QUANDO 20 + 20 NÃO SÃO QUARENTA.

Inadimplência não é novidade.

Existirá sempre e, doença crônica, se não tratada, pode agravar-se.

Da terapêutica adequada decorrerá a cura.

A NORTON NUNES faz “gestão da inadimplência” para 34 Operadoras de Planos de Saúde. Com muita frequência ouve-se:

– “ A inadimplência está no preço!”

Mas 3% ou 5% de inadimplência podem ser a diferença entre balanço no “azul” ou no “vermelho”, mesmo quando o preço parece compensá-los. Se a sinistralidade média global do setor de operadoras de saúde sobe pelo elevador (em 2.013 já superou 83%) e as receitas, de controle externo, sobem pela escada, algo precisa ser feito.

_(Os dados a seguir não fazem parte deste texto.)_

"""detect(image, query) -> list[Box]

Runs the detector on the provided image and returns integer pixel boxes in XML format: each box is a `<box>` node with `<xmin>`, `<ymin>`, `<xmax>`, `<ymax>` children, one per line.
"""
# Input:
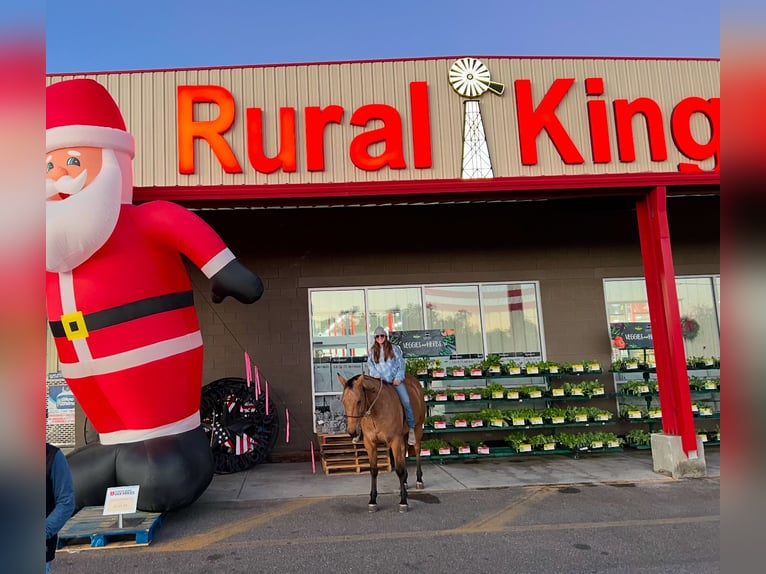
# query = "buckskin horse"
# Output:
<box><xmin>338</xmin><ymin>373</ymin><xmax>426</xmax><ymax>512</ymax></box>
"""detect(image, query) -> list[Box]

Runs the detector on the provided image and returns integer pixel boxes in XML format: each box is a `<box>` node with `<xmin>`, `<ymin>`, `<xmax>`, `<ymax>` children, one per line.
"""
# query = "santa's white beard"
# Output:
<box><xmin>45</xmin><ymin>149</ymin><xmax>122</xmax><ymax>273</ymax></box>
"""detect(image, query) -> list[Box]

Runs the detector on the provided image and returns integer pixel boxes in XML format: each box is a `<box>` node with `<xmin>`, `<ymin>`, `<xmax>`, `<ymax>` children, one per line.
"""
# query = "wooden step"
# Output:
<box><xmin>57</xmin><ymin>506</ymin><xmax>162</xmax><ymax>552</ymax></box>
<box><xmin>317</xmin><ymin>433</ymin><xmax>391</xmax><ymax>475</ymax></box>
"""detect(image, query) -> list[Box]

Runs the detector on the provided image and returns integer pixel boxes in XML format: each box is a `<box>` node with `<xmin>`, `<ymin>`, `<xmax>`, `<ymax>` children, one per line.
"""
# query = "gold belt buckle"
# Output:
<box><xmin>61</xmin><ymin>311</ymin><xmax>88</xmax><ymax>341</ymax></box>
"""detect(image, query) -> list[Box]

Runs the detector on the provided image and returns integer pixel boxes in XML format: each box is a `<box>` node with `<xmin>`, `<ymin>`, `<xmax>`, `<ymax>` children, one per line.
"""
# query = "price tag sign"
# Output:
<box><xmin>104</xmin><ymin>485</ymin><xmax>139</xmax><ymax>516</ymax></box>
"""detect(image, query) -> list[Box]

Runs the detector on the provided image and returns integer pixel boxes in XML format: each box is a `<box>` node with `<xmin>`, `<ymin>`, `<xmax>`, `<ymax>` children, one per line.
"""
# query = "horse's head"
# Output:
<box><xmin>338</xmin><ymin>373</ymin><xmax>365</xmax><ymax>444</ymax></box>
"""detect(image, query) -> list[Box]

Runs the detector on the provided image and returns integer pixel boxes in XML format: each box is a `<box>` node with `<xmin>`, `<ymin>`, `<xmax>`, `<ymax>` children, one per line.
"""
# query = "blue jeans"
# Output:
<box><xmin>391</xmin><ymin>381</ymin><xmax>415</xmax><ymax>429</ymax></box>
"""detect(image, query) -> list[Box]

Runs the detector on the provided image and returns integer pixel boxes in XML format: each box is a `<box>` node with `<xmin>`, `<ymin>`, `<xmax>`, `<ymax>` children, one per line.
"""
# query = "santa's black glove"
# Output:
<box><xmin>210</xmin><ymin>259</ymin><xmax>263</xmax><ymax>303</ymax></box>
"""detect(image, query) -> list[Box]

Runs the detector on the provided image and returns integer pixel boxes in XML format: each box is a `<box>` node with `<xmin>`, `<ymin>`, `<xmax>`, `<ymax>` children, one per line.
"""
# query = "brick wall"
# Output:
<box><xmin>186</xmin><ymin>196</ymin><xmax>720</xmax><ymax>459</ymax></box>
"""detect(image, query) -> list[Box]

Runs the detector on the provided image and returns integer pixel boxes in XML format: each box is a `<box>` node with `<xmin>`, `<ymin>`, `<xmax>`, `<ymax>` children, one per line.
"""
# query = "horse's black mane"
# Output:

Curiosamente – e nossa experiência de especialização em operadoras de planos de saúde de mais de 10 anos mostra isso –, a sinistralidade dos clientes inadimplentes está na ordem média de 35%, bem mais baixa, como se vê, que a média global do setor. Então, promover simplesmente a cobrança da inadimplência e deixar que se rescindam esses contratos nada tem de boa técnica gerencial.

Há mais, porém.

Façamos esta inequação: 20 + 20 ≠ 40

Escolhendo-se ou a “Cobrança (mera recuperação)” ou a “Gestão da Inadimplência” e atribuindo a cada contrato, para efeito expositivo, valor de R$1,00.

Cobrança (mera recuperação):

20 contratos inadimplentes (sinistralidade média 35%) perdem de receita de R$ 20,00

20 contratos inadimplentes recuperados com sucesso, mas rescindidos, geram“apenas” receita “estanque” de R$ 20,00

Obs.: é bom frisar que a recuperação de 100%, adotada no exemplo, é improvável.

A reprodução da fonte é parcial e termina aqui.